A pergunta é: por que Wilker, a quem falta consistência — de alguma maneira, é um bolsonarista irritado com o “novo” Bolsonaro, o do Centrão —, incomodou mais o presidente do que a crítica cotidiana, faca só lâmina, da, digamos, mídia? Talvez pelo excesso verbal. Mas o youtuber descobriu um ponto chave… que desestabilizada o presidente.

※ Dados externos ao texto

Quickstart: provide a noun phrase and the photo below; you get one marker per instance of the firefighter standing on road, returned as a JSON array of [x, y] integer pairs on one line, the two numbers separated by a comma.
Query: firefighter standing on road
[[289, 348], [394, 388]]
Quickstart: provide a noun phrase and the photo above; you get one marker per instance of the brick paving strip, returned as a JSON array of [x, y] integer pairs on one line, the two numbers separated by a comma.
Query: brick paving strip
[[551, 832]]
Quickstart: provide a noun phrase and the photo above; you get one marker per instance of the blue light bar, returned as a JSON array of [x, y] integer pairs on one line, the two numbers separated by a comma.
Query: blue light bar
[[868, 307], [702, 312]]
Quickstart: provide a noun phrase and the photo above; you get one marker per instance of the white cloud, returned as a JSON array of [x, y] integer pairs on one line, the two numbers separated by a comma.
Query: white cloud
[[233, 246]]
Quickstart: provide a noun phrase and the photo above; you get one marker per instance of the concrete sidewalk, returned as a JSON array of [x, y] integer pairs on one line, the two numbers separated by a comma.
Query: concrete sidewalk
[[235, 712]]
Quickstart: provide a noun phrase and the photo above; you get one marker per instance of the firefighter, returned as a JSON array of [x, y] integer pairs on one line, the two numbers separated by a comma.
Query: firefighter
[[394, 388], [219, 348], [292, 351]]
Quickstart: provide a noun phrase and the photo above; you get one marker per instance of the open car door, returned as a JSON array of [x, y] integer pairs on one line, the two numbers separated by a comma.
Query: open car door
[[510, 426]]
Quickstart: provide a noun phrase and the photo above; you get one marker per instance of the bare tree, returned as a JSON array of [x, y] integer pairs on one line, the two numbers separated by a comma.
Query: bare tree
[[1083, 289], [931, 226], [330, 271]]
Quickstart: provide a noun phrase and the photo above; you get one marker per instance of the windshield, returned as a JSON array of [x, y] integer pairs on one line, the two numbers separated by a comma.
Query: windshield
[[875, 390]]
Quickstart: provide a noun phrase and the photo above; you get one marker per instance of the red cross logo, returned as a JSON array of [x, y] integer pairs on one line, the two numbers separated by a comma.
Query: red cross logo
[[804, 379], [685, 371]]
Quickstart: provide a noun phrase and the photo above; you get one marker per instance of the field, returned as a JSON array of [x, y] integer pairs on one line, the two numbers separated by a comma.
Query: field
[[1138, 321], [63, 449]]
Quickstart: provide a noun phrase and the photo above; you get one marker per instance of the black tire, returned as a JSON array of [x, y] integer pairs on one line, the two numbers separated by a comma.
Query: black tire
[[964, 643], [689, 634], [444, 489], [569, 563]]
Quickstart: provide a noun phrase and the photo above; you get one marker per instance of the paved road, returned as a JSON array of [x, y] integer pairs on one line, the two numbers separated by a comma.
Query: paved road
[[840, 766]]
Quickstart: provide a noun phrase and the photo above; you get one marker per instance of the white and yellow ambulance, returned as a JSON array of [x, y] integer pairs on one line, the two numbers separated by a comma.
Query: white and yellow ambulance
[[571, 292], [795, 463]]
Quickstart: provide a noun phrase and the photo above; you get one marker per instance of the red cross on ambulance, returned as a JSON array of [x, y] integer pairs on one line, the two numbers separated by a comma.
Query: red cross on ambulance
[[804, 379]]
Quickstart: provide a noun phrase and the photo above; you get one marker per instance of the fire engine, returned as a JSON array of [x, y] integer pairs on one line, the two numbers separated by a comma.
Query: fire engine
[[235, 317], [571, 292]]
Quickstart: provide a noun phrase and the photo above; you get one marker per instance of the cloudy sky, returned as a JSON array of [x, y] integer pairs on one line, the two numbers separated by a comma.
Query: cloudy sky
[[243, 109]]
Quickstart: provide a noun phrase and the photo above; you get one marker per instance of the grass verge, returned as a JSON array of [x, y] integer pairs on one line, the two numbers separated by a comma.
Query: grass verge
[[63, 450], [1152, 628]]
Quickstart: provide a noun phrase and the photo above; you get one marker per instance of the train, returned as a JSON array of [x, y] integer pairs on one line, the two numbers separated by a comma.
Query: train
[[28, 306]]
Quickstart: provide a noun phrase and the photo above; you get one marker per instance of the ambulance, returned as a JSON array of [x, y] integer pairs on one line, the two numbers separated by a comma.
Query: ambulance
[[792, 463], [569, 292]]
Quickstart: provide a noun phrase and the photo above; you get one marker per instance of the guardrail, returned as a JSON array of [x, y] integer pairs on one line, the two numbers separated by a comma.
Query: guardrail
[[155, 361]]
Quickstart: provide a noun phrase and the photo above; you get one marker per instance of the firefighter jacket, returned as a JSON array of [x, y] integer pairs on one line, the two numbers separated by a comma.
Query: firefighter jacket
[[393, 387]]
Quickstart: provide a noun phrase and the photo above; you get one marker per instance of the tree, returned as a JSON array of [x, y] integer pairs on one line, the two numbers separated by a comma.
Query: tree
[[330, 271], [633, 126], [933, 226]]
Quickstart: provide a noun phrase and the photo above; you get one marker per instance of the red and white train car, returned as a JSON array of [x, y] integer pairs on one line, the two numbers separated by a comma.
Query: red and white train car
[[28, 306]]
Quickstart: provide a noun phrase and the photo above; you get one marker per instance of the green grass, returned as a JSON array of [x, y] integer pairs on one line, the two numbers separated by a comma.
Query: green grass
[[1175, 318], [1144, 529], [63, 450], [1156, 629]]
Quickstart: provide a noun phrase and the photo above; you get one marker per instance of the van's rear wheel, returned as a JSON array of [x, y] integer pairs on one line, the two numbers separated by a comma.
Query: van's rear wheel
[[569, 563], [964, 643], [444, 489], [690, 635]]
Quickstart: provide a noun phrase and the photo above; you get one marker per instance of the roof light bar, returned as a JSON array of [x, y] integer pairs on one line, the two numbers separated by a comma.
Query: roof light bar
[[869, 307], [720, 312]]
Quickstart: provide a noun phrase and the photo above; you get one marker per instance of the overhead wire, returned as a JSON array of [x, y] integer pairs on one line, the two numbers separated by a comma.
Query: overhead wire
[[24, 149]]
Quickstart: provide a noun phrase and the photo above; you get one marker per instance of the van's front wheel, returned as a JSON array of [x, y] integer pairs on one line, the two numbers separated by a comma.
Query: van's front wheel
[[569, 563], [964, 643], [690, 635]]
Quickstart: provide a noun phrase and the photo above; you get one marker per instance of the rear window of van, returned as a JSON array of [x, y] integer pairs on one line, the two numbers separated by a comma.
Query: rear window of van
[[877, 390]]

Ricardo Barros, Jair Bolsonaro, Ciro Nogueira e Arthur Lira: o poder “moderador” | Foto: Reprodução

O Centrão é a desgraça do país, como pensam a mídia e Wilker, o tchutchuca do jornalismo anti-bolsonarista? Talvez não seja. O mais provável é que o autoritarismo de Bolsonaro só não avançou por causa do papel moderador do Centrão. Os políticos desta federação de partidos, a única que realmente funciona, são moderados e não querem nenhuma ditadura e há, de fato, quem, ao lado do caubói de Marlboro, queira. É preferível um Centrão fisiológico, que arranca nacos de dinheiro do setor público, do que uma ditadura bolsonarista. A crítica de Wilker ao Centrão, que tanto agradou a imprensa e desagradou Bolsonaro, é menos pertinente do que parece. Por ter se tornado “tchutchuca do Centrão” é que Bolsonaro recua em relação à possibilidade de um golpe.

Retomando a crítica inicial: a GloboNews é ótima, assisto seus programas todos os dias, mas seus jornalistas precisam descobrir que o Brasil é maior do que Bolsonaro. Será que, entre tantos governadores, nos 26 Estados e no Distrito Federal, não há um que, apesar da crise, esteja fazendo um governo de qualidade, inspirador? Se não são mostrados, fica a sugestão de que o caos é geral. Portanto, se todos são ruins — por isso não são mostrados —, por que não ficar com Lula da Silva ou mesmo com Bolsonaro? Talvez seja a mensagem que está se tornando, por assim dizer, inconsciente coletivo.